Our dentists recommend our patients brush their teeth at least twice a day, and floss once a day. There are actually a lot of myths about flossing that we often need to clear up for our patients. Here, our Steinbach dentists explain why flossing is so important and why you should not skip it by debunking common myths.

Preventive oral hygiene is more than attending regular dental checkups. It's also imperative to practice daily oral health care routines at home. This means brushing and flossing regularly.

Cleaning under the gum line and in between teeth is easily accomplished by using dental floss every day. To prevent long-term harm to the teeth and gums, flossing not only helps clean these spaces but also works to stop plaque from accumulating.

Numerous flossing myths exist, and they may lead people to completely forego this crucial oral health care procedure. Here, our Steinbach dentists dispel five of these widespread misconceptions and explain why flossing between your teeth is always important.
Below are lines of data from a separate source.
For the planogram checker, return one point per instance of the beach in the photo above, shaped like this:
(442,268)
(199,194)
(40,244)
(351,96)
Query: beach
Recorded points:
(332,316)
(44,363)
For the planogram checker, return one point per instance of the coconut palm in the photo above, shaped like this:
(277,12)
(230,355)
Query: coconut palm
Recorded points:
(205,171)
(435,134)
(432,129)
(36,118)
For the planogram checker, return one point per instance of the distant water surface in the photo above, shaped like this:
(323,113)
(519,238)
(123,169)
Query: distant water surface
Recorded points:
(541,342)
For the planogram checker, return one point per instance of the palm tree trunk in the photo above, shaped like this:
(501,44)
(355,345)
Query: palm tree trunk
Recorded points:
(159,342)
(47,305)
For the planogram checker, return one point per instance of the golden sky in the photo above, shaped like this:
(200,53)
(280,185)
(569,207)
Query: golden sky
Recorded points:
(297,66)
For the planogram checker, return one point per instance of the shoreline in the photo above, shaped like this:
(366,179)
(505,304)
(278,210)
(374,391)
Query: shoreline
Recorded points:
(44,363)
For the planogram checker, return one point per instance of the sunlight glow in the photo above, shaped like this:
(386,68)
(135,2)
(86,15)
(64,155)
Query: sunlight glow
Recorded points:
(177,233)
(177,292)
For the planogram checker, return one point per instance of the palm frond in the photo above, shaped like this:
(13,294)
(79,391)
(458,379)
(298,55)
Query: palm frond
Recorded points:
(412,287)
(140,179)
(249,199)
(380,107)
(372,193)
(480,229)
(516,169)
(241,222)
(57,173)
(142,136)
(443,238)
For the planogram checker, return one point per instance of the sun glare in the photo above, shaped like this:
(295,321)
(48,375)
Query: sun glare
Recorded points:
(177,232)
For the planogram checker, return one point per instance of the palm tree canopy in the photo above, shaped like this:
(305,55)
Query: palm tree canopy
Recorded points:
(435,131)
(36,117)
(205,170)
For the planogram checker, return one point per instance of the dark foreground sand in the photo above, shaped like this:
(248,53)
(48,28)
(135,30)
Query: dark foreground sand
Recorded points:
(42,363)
Myth 1: You only need to floss when you have food stuck in your teeth.

Only a portion of the tooth's surface is cleaned by brushing alone because it is unable to remove bacteria from in between teeth. Even if you don't notice or feel anything between your teeth, plaque is still accumulating and can only be removed by flossing to guard against problems like cavities, gum disease, and bad breath.

Myth 2: You can use mouthwash instead of floss.

Mouthwash, like brushing, will not remove plaque between your teeth. While mouthwash can be a useful addition to your oral health regimen, it should never be used in place of flossing.

Myth 3: You can't floss because you have braces.

It may be harder to floss with braces, but it is still a necessary practice. With braces, gums are more likely to become inflamed, so flossing will help keep your gum line clean and free from plaque build-up during your orthodontic treatment. Today, there are also alternative orthodontic treatment options, like Invisalign clear aligners, that can be removed for brushing and flossing to make the process easier.

Myth 4: Your children are too young to floss.

It's never too early for children to begin flossing. In fact, the earlier they begin, the more likely they are to develop and maintain good oral health care routines into adulthood. If they are having difficulty flossing on their own, try to encourage them and assist them along the way. If your child is under the age of ten, you can do it for them.

Myth 5: Your gums bleed when you floss, so you should stop.

If your gums bleed, it is usually an indication that you should floss more frequently, not less. Your gums may be bleeding simply because they aren't used to having their teeth flossed. Your gums will bleed less if you floss frequently. If your gums are constantly bleeding, this could be a sign of gingivitis or gum disease, so talk to your dentist about your concerns.